How an Energy Use Tax Analysis can put money in your pocket

By Aarne Haas, Manufacturing-Works
http://www.manufacturing-works.com/

Wyoming, like many other states, has programs and incentives to make sure that businesses don’t incur penalties for being located here.  One of these is a series of sales tax exemptions for businesses. These range from many purchases made by agricultural producers or various exempt organizations to purchase of power and fuel used by manufacturers in their processes. The latter is the focus of this short note.

The Wyoming Department of Revenue allows the purchase of power for manufacturing and processing to be exempt from excise (sales) tax. This power or fuel must be ‘separately accounted for, by separate metering, storage, or engineered calculations…’ .  What does this mean? It’s easy enough with fuel, you buy it in a separate container, you store it where it cannot be mixed with non-manufacturing fuel and you don’t pay sales tax on it. For a new facility, you might put in separate meters for the office (taxable) and the plant floor (generally tax exempt) power distribution, but this is expensive and almost impossible to retrofit in an existing facility. The ‘engineered calculations’ option is the third way to make use of this exemption and save on operating expenses.

Having a qualified engineer analyze and report on the power uses in a manufacturing or processing facility provides the documentation that ‘separates’ taxable from tax exempt power uses. This process is straightforward:

  1. First, historical power usage records are analyzed to determine long term usage and usage patterns. Seasonal variations are accommodated and any long term trends are noted.
  2. Second, a series of measurements are made on power usage of different equipment, systems and areas of the facility. Here also inventories of installed equipment and their power usage patterns are determined.
  3. Third, the various power uses are categorized by whether they are ‘consumed directly in (the) manufacturing…’  . This can be a bit tricky as the determination is a combination of court rulings, Department of Revenue procedures and the expert opinion of the engineer.
  4. Fourth, a report of the findings is prepared which generally gives a percentage of tax exempt usage for electricity, for gas  and any other power input to the facility.

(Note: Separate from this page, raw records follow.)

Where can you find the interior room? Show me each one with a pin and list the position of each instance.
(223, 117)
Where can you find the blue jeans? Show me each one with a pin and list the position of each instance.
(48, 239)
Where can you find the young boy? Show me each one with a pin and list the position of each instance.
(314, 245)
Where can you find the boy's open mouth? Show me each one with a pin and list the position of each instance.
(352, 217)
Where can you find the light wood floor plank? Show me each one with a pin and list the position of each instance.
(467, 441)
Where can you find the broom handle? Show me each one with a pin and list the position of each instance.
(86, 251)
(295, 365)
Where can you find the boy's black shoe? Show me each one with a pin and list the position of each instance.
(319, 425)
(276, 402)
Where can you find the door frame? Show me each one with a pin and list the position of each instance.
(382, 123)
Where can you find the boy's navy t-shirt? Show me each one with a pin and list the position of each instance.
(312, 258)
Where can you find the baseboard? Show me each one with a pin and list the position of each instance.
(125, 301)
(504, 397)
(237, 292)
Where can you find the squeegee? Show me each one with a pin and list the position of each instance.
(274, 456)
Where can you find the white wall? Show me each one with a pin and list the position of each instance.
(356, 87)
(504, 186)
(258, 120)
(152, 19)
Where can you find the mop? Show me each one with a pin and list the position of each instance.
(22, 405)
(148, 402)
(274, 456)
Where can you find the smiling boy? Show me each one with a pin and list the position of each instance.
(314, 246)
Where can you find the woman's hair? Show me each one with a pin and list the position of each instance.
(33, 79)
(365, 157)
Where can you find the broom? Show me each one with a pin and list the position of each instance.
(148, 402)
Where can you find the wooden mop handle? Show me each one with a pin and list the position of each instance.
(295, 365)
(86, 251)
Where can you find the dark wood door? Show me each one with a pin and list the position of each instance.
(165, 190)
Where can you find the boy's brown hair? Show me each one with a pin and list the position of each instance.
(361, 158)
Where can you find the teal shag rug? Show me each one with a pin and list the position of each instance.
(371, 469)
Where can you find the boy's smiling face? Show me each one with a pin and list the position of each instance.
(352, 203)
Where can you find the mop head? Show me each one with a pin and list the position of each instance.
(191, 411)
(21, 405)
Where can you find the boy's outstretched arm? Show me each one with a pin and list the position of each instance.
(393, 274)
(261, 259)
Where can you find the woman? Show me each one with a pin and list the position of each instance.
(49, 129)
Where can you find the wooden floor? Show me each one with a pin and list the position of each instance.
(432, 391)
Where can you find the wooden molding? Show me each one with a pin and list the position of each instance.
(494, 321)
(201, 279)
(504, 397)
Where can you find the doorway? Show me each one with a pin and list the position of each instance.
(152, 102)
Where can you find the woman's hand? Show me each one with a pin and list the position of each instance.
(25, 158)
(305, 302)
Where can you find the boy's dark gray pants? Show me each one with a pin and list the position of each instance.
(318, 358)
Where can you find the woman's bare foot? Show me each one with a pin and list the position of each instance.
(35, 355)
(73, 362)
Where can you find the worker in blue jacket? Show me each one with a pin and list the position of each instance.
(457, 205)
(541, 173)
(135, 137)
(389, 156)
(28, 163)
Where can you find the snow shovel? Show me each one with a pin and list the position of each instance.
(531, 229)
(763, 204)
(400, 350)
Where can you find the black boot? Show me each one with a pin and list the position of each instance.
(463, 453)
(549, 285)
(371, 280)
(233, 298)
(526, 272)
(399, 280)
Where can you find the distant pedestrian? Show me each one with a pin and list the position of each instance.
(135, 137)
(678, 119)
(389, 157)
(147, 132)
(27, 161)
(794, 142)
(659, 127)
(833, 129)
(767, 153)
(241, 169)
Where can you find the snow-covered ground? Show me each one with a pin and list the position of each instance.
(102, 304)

This is where the money goes in your pocket. By filing an exemption form with your power supplier, all state sales tax on the purchase is removed. You are obligated to pay the tax on that percentage of power found to be taxable. This is done as a line item on your monthly or quarterly sales tax filings. And the frosting on this saving is the ability to go back in your records and reclaim the overpaid taxes for the last 36 months. In many cases this alone more than pays for the engineering analysis and the savings will continue month to month.

NB: The term ‘power’ is used throughout this article to be consistent with the state statutes, but you and I know it is really ‘energy’ we are paying for and talking about.